The early portions of the Hope series examined the resources available only in this solar system to counter a narrative carefully built up by elites since the industrial age. Prior to industrialism, elites had perverted concepts of spirituality to make people afraid of communication, exploration, and technology, hoping to keep them in thrall--in developmental stasis, as it were--to elite power. By lying to people about God not wanting them to read, to sail too far, or to look into telescopes, elites were able to prevent technological discoveries that resulted in people being able to communicate with one another across wider areas; to entrap and use more of the Earth's stored energy; to build all sorts of cool toys.

Capturing Industrialism

When people finally broke past the explicit barriers to technological progress, elites captured the industrial age. Warning people that their inventions would be stolen by others if they didn't sell their inventions to elites, intellectual property was further developed to lock up new scientific breakthroughs in the hands of the ancient, inherited titles and capital that had stymied social and technological development for eons. As always, elites could rest on their laurels throughout early industrialism, using their control of governments, mass communication, land, aggregated labor, and armies to ensure that new technologies would be controlled. Inventors were occasionally granted a place in recorded history, while robber barons "owned" the "companies" that told workers how to think up, develop, and build new products using new technologies.

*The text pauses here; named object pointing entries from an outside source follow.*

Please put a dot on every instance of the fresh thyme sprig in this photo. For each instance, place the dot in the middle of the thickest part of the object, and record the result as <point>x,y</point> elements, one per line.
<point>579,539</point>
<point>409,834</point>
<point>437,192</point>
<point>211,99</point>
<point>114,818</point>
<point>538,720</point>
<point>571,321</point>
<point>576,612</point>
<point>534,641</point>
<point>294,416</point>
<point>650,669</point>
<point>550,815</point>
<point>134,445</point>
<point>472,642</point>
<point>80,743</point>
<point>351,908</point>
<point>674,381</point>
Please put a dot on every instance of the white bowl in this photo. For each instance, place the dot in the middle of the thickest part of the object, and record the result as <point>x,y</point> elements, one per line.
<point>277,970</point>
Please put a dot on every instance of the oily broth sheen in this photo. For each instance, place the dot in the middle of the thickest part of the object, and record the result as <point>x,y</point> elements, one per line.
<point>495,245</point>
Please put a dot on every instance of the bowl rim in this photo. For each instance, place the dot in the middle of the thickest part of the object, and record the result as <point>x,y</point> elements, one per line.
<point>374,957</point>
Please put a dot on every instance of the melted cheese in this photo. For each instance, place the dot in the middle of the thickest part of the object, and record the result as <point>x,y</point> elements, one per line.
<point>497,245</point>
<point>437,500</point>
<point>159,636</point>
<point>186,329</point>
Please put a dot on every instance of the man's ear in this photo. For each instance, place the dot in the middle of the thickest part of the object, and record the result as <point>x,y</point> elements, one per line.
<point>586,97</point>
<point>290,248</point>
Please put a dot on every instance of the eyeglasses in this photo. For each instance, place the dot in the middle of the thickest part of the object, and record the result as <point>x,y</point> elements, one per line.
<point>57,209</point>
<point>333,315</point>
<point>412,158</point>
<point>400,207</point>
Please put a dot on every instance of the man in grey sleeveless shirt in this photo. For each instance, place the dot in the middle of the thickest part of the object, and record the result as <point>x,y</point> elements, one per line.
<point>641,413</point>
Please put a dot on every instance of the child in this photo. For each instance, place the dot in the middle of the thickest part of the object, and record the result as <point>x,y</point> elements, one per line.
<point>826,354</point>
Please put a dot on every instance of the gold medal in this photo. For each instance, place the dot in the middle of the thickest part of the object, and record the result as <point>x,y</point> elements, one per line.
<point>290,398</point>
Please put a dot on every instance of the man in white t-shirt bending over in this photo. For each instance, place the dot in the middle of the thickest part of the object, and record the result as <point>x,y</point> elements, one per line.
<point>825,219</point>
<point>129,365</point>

The advances of industrialism were infuriating to elites because they represented a chaotic breakthrough. After centuries upon centuries of starvation and war, travel and communication threatened to unite humanity. Even controlling technologies, enough traveling by commoners not under military control might break the idea of formal "states." Most formal "noble" distinctions had already been downsized during earlier phases, but enough communication and technology could have entirely eliminated the real barriers that kept the show going.

The World Wars were able to kick in and save elites from industrialism. By commodifying inventions, placing them under the control of corporations and governments, and using them to extract rents ("profits") from people, technology came to be seen (in many aspects rightly, though misplacedly) as a bad thing. Older generations sneered at younger generations' excitement at goodies, saying "We did without ______," not because they actually hated the product itself, but because they hated the way it was being used to re-deaden and exploit people. For a modern example, consider the internet, e-mail or Facebook--at their essence, they're really, really good venues for communication, but turned into a cheap commercial venture, they actually augment the stupid of the available zeitgeist (sic), possibly making things worse than they would've been without the availability of said technology.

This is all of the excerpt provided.